Hello, everyone! How are you doing? I want to share a small experience with you, one of those not-so-rare moments of childhood wisdom.

Today my 5-year-old son couldn’t go to school because he was feeling a bit under the weather. Nothing serious, he just woke up with a stuffy nose, so we decided to let him rest.

We were saying our goodbyes as I was leaving for work. The news was on TV, I sat down and pulled him onto my lap for a cuddle and a few minutes of negotiation:

— Daddy, let’s play! Come play with me! — said my little lion, still stumbling over his letters.

— Oh, my prince, Daddy has to work. It’s good there; I’ll see my friends and work a little.

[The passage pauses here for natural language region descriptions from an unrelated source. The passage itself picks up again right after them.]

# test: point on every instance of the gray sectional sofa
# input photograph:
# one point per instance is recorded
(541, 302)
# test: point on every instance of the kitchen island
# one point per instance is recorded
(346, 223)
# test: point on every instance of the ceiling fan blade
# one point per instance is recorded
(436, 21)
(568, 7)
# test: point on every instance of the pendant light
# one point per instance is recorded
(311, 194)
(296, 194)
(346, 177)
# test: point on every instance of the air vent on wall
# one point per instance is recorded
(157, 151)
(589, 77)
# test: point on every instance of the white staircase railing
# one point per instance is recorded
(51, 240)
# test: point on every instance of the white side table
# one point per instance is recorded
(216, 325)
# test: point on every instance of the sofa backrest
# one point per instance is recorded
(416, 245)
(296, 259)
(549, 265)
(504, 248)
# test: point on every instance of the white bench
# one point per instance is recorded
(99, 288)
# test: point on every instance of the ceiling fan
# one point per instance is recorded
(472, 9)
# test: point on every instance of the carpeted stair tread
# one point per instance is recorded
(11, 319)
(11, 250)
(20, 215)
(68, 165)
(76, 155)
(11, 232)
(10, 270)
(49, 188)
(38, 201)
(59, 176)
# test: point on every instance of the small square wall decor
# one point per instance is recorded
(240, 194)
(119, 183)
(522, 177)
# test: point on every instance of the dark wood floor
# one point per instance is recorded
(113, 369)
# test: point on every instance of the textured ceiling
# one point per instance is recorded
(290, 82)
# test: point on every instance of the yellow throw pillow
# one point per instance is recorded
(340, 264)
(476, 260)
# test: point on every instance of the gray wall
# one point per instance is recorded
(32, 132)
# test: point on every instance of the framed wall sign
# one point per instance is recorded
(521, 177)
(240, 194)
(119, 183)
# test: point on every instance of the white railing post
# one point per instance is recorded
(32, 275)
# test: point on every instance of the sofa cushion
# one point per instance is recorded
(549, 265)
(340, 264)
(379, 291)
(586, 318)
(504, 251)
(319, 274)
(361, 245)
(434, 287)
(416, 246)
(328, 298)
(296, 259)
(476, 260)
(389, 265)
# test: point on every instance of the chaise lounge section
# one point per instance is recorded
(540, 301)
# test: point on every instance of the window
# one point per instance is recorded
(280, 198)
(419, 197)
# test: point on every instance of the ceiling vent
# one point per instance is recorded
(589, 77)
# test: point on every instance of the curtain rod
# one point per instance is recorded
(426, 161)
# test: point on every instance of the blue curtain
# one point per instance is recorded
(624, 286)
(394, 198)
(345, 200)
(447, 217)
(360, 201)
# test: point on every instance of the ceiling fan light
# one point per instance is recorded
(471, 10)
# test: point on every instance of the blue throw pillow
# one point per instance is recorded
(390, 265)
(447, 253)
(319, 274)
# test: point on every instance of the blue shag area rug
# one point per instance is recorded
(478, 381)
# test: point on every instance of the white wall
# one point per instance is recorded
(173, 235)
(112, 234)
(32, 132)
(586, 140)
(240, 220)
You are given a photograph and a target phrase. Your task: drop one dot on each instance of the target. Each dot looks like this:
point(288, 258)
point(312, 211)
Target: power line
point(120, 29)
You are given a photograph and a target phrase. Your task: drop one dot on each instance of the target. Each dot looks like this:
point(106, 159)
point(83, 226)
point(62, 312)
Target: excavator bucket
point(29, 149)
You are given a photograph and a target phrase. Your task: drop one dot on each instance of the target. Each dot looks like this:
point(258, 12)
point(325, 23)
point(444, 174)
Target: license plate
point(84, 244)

I confess I wasn’t very excited to leave, but I wouldn’t fail in my responsibility. I remembered, then, one of his teachers saying we should teach our children the importance of work. I also remembered the frustrations of adult life, the executioners of creativity and innovation we sometimes meet there, the depression that came from these impediments, and the lack of enchantment I see in the people of my city.

— But Daddy, you have to play with me! Look, I’m going to build a weapon for us to kill monsters and a spaceship to fly… — he argued, full of stories and fantastic voyages.

— Son, I don’t know how to build weapons and spaceships anymore — I retorted while picking up a building block toy and constructing two fantastic pistols with sights and everything, and continued: — Because now I’m a grown-up. When I was a child, I knew how to do these things, but now I’ve forgotten.

He immediately grabbed the first finished weapon and tested the aim, shooting toward his empty bedroom: pew-pew… boom! Pshisssss…

— Daddy, this is a matter of time, this thing about you becoming an adult — he explained, looking into my eyes.

— Really, son? And how can we solve this?

— Only by going back in time.

Now he was testing the other weapon, this time without shooting; he just climbed down from my lap and pointed the sight at me while closing one eye.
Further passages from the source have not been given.